Dopo la defezione di Gabbiadini, arrivata a poche ore dall'inizio del match, i presagi per una serata storta avevano preso maledettamente forma davanti agli occhi di Benitez a con la rete del vantaggio ospite dopo appena due giri d'orologio firmata da Kuranyi (colpo di testa su angolo).
A scacciare i fantasmi ci pensa però l'ex attaccante del Real Madrid che prima si avventa come un rapace su un cross di Ghoulame di testa batte Gabulov, poi replica dal dischetto dopo un'azione travolgente di Mertens steso in area di rigore da Valbuen.
ROSSO A ZOBNIN E STRADA IN DISCESA. La ripresa si apre col botto, anzi col rosso. Zobnin, già ammonito, entra duro su Inler. Secondo giallo ed espulsione. Gli azzurri rallentano un po' il ritmo e i russi si facevano vivi in contropiede con il mancino Dzsudzsak, egoista nel cercare una improbabile conclusione dal limite. Gol sbagliato, gol subito.
Higuain fa tripletta in modo sin troppo facile: cross di Mertens e velo di De Guzman con l'argentino libero di stoppare e battere a rete.

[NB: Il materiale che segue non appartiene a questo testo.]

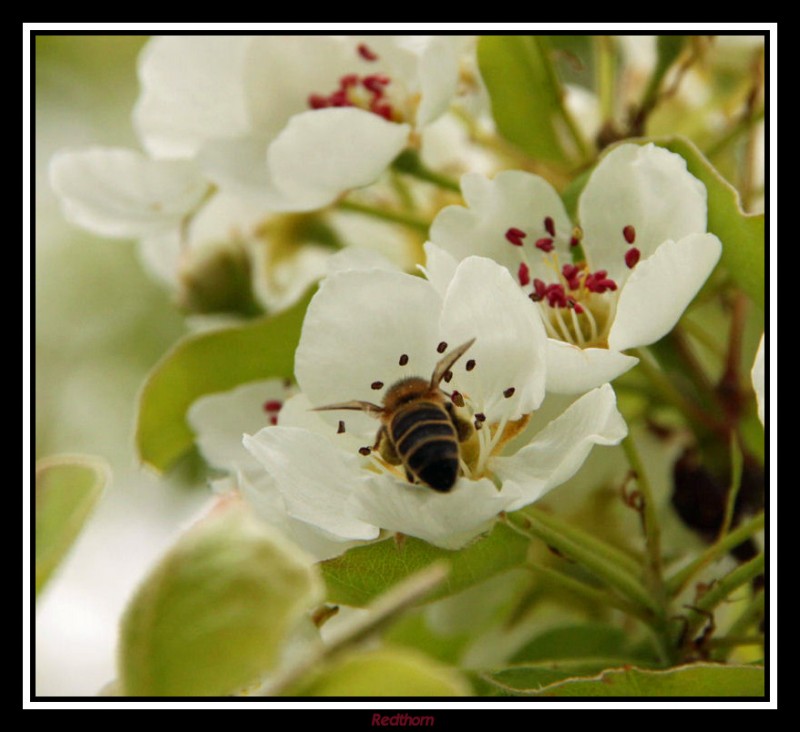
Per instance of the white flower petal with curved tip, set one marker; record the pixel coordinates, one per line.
(514, 199)
(573, 370)
(558, 450)
(323, 153)
(262, 494)
(483, 302)
(757, 377)
(191, 92)
(121, 193)
(660, 288)
(221, 420)
(646, 187)
(448, 520)
(315, 479)
(355, 330)
(440, 267)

Un voucher per il passaggio del turno.

Roma, pari d'oro: Keita gela la Fiorentina

Il centrocampista della Roma Seydou Keita.

Nell'unico derby italiano in cartellone negli ottavi di Europa League la faccia da copertina è quella del maliano della Roma Seydou Keita che a un quarto d'ora dalla fine sale in cielo e piazza la testata che consegna alla Roma un pari d'oro in casa della Fiorentina.
Per necessità e infortuni Montella e Garcia disegnano due squadre senza centravanti di ruolo.
Ma senza riferimenti offensivi la differenza in campo la fanno l'attitudine al sacrificio e la differente intelligenza calcistica degli interpreti: un piatto che fa pendere la bilancia del match nettamente dalla parte viola.
DE ROSSI REGALA IL VANTAGGIO AI VIOLA. Con l'abilità nel palleggio di Pizarro e vivacità di Joaquin che fa a fette Holebas i padroni di casa mettono pressione ai giallorossi. E alla fine i nervi della Roma saltano: De Rossi al 17' regala palla a Salah a metà campo, fuga dell'egiziano con assist a Ilicic che di destro insacca sotto l'incrocio.
Nella ripresa le distanze si allungano, proprio come i reparti. Ed allora c'è anche molto più spazio per giocare ed inventare. Così viene fuori il fosforo di Borja Valero, le geometrie di Badelj, l'intelligenza di Keita e la corsa di Nainggolan.
NETO PARA UN RIGORE A LJAJIC. La partita diventa molto più bella e più equilibrata. Prima Ilicic sfiora la doppietta (salvataggio in scivolata di Yanga-Mbiwa a centro area), poi l'ex di turno Ljajic si fa ipnotizzare dall'amico Neto dal dischetto del rigore, con il penalty concesso per un fallo (inesistente) del portiere viola su Iturbe, con Neto che tocca prima la palla.
Ma quando ogni speranza di riacciuffare il pare pare evaporare la squadra di Garcia trova il guizzo giusto su palla inattiva. E, come successo nel pari con la Juventus in campionato, è ancora Keita a rianimare la Roma: angolo di Florenzi e colpo di testa decisivo del maliano a pochi passi da Neto.
Una rete che è un macigno e rischia di pesare tantissimo nel match di ritorno.